Namun, di atas semua itu, saya kagum karena penulis dengan lugas menunjuk hidung Hatta Sugeha, ZA Lantong, Yahya Fasa, Herson Mayulu, Sumardiah Modeong, Bachruddin Marto, hingga Jenli Taturu sebagai ’’penjilat’’ Bupati Bolmong. Pun bahwa anggota DPR Bolmong lebih suka bergosip saat sidang daripada membahas nasib rakyat. Saya panasaran, apa reaksi orang-orang ini nantinya, ya?

Ketiga, bahwa kritik saya membantu mempublikasikan kekonyolan pemerintah dan politikus Bolmong. Wah, di antara semua analisis ngawur, ini yang cukup mendekati kebenaran. Buktinya di Pilkada lalu MMS kalah di tiga dari empat kecamatan yang kini masuk Kota Kotamobagu. Artinya, di komunitas terdidik dan membaca koran, publik tahu persis sikap yang harus diambil. Bahkan sekali pun setahun sebelum Pilkada saya sama sekali berhenti menulis di media massa di Sulut.

Sayang, analisis itu dikacaukan dengan pernyataan bahwa kritik-kritik yang saya sampaikan tidak mendapat dukungan. Penulis di belakang Landjar perlu menelepon Harian Manado Post dan Posko untuk mendapat data akurat. Setahu saya, dua harian ini, tempat polemik antara saya dan pro Bupati Bolmong dilakukan, berupaya mengikuti standar etika umum: yang diserang bukan kritik atau ide saya, tetapi saya pribadi, maka sayalah yang harus menjawab. Tidak perlu dukungan pihak lain, yang secara pribadi sama sekali tidak terkait.

Lagipula dalam perkara tulis-menulis dan tukar ide, tidak ada urusan dukung-mendukung. Ini bukan kampanye pemilihan RT, kepala desa, atau bupati dan walikota. Sekali pun saya dengan gampang meminta para sahabat untuk menulis dukungan (dan mereka dengan gratis dan senang hati melakukan); atau yang terburuk meminjam nama orang lain seperti nama Salim Landjar, misalnya.

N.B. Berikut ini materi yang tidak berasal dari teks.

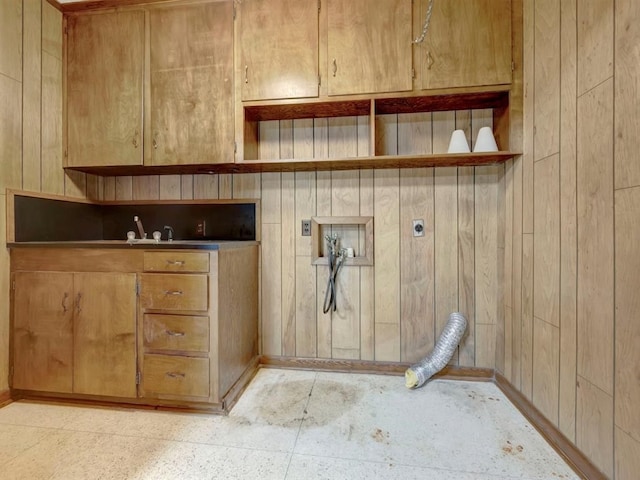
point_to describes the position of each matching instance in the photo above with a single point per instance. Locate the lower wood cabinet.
(160, 328)
(69, 326)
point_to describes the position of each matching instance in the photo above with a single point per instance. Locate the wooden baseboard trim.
(561, 444)
(232, 396)
(451, 372)
(5, 398)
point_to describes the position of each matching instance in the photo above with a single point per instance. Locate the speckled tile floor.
(288, 425)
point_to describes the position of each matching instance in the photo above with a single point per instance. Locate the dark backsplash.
(41, 219)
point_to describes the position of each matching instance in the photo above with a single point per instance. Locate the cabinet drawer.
(176, 262)
(174, 292)
(174, 375)
(176, 332)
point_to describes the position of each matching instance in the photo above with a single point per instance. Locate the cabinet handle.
(78, 305)
(175, 262)
(173, 292)
(64, 302)
(173, 333)
(429, 60)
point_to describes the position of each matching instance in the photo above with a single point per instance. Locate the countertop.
(148, 244)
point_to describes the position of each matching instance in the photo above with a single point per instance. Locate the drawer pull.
(173, 333)
(179, 263)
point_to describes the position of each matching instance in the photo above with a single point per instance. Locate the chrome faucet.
(136, 219)
(169, 233)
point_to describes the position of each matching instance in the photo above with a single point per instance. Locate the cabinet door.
(278, 48)
(43, 331)
(105, 334)
(105, 56)
(192, 84)
(369, 46)
(468, 44)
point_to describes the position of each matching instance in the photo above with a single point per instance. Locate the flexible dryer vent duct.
(438, 358)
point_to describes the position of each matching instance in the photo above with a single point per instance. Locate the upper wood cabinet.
(468, 44)
(192, 84)
(369, 46)
(104, 88)
(278, 49)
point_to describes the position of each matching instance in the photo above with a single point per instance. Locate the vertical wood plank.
(124, 188)
(186, 187)
(271, 207)
(4, 297)
(595, 43)
(416, 267)
(323, 209)
(528, 120)
(170, 187)
(225, 186)
(146, 187)
(109, 188)
(547, 78)
(51, 134)
(595, 236)
(367, 275)
(11, 39)
(288, 246)
(546, 368)
(568, 220)
(51, 30)
(627, 305)
(416, 253)
(75, 184)
(527, 316)
(627, 456)
(10, 133)
(445, 227)
(271, 283)
(516, 331)
(345, 201)
(305, 278)
(205, 186)
(546, 249)
(594, 425)
(627, 72)
(387, 261)
(31, 94)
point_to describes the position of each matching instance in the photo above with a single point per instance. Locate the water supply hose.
(336, 259)
(417, 374)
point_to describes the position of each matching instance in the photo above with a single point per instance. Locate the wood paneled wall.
(573, 203)
(30, 123)
(394, 310)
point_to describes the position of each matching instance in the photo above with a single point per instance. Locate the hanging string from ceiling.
(427, 21)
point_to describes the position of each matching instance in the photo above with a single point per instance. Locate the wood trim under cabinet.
(580, 464)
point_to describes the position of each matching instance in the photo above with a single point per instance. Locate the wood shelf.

Keempat, penulis di belakang Landjar juga terjebak pada manipulasi dan khayalannya sendiri, terutama sejarah Abraham Sugeha; dikaitkan dengan tokoh-tokoh Bolmong seperti Oe. N. Mokoagow, J. A. Damopolii, Jenderal Mokoginta, atau sederet nama lain yang disebutkan dalam tulisannya. Polemik saya dengan saudara Hatta Sugeha (yang dilakukan di Harian Manado Post) berkenaan dengan penggantian nama RS Datoe Binangkang tidak pernah mengkonklusi bahwa tokoh-tokoh itu adalah anak-temurun (langsung) Abraham Sugeha.

Dari bintang dan planet mana penulis di belakang Landjar memetik khayalan itu?

Yang tertulis dan terdokumentasi saja dimanipulasi; apalagi yang tidak. Namun, saya tidak heran, sebab tampaknya para pro Bupati Bolmong memang punya kecenderungan yang sama: gemar berhalusinasi.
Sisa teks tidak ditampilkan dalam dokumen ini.